Note: If you are using homemade miso or miso that still has bits of legumes in it, mash it smooth with an immersion blender or mixer to facilitate coating.
Can I Use Other Ingredients to Get Different Flavours?
Of course you can! This is a basic recipe that you can customize as you wish.
For a cheesier, more nuanced flavour, add 2 tbsp. of sake or mirin to the miso.
You can also add sugar, seaweed, hot pepper flakes, fresh or dried herbs to the mixture…
Can I Reuse Miso After Fermentation?
Yes, no problem. Store it in an airtight jar in the fridge for your next soup.
How Long Should I Ferment the Tofu Cheese?
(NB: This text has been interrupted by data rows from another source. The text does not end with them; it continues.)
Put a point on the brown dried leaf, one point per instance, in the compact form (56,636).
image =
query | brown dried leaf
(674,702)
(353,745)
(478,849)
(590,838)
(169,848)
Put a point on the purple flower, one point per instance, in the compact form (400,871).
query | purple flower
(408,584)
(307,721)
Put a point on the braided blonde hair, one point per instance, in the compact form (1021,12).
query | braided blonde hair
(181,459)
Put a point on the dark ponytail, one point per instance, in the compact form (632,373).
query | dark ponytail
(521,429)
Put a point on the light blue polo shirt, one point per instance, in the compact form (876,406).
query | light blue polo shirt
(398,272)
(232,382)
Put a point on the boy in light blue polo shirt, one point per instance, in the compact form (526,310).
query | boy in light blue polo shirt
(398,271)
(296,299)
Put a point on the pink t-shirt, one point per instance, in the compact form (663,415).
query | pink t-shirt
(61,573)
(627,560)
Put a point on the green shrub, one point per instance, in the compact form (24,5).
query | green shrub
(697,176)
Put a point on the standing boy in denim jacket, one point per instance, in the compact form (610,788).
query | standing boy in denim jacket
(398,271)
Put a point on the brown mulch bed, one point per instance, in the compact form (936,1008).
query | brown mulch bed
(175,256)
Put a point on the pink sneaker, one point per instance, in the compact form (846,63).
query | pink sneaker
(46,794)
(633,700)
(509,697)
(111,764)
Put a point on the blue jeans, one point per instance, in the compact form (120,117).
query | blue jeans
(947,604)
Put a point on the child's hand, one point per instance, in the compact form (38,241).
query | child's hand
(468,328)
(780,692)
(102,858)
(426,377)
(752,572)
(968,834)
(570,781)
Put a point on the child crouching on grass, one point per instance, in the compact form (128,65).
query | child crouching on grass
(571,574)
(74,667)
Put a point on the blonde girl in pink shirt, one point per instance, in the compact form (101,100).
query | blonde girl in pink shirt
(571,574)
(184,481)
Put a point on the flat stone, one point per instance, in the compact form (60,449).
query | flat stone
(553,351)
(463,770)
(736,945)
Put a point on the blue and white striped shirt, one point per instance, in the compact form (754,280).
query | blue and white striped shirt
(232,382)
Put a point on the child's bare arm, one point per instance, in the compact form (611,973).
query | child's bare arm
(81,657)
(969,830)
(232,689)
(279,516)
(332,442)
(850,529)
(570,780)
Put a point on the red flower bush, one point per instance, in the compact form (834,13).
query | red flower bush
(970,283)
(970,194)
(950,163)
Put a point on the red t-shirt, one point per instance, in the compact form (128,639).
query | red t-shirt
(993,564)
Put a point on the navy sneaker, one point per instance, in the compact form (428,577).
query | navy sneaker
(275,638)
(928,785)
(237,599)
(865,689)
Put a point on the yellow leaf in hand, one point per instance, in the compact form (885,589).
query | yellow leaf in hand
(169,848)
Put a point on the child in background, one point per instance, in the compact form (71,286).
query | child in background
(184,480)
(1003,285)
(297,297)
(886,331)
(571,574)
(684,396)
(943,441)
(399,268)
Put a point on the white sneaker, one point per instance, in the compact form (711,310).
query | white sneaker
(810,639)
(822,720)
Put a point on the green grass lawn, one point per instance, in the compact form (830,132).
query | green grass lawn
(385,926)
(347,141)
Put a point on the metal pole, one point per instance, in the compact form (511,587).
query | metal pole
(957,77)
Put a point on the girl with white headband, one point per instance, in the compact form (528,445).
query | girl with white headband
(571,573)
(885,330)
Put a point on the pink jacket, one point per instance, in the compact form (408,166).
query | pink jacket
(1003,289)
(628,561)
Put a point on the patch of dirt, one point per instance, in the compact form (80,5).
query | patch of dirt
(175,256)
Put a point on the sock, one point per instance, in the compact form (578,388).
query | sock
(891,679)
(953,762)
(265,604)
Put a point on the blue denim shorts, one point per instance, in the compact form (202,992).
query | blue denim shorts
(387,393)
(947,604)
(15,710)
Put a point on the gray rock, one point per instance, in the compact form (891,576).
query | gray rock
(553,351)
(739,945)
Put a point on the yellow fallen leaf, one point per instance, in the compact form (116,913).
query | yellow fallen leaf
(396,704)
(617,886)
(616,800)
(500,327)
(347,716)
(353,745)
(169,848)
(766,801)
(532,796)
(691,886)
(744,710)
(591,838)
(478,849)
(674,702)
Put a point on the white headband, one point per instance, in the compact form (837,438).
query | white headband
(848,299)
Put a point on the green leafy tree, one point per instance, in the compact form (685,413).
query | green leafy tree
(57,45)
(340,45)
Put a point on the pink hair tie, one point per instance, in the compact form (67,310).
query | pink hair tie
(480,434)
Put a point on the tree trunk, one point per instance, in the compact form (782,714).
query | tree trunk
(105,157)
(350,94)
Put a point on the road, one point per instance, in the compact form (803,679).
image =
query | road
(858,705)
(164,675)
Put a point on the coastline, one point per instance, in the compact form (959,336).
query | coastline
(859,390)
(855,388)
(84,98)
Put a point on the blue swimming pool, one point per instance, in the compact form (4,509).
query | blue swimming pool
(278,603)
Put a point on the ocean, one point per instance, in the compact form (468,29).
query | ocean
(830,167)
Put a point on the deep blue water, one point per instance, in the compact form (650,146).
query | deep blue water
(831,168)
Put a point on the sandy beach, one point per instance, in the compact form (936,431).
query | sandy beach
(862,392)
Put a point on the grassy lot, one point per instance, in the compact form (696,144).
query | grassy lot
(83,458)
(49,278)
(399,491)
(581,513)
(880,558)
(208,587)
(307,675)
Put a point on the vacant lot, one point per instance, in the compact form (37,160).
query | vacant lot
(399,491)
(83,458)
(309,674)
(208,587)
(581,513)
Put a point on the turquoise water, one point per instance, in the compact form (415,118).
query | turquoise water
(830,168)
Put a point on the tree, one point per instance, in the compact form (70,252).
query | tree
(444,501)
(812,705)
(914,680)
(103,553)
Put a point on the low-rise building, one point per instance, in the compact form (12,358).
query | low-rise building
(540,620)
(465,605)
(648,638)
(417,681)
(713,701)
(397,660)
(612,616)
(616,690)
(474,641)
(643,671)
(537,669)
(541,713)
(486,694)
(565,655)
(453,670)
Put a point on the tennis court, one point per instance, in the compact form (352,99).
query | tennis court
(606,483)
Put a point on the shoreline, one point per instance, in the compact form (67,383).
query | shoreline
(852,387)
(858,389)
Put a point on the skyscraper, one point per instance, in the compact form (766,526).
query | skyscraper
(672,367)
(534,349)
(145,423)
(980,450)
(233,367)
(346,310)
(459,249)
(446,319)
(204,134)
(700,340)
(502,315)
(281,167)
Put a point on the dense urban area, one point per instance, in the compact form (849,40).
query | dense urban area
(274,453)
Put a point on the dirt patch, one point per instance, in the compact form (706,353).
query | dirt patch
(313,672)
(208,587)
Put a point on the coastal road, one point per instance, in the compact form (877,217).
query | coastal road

Let it ferment for at least 2 weeks to see results. The tofu will still be firm and can be cut into small slices.
After a month and a half, the tofu will become creamier and richer. It can still be sliced and spread on crackers.
After 3 months, the tofu will be very smooth with a creamy cheese texture.
How to Eat my Tofu Misozuke?
Any way you like it! It’s best raw, but can also be cooked. Enjoy it:
- On crackers
- In cucumber sandwiches
- On pita bread with sprouts
- On toast in the morning
- On white pizza with nuts
- With Japanese beer or sake
How to Avoid Mould?
The salt and microorganisms in miso create an effective barrier against mould. This is why tofu can be left to ferment for so long in the fridge.
The key to successful fermentation is to limit the amount of moisture. Regularly replacing paper towels and draining water from the bottom of the container is usually enough to keep the tofu safe.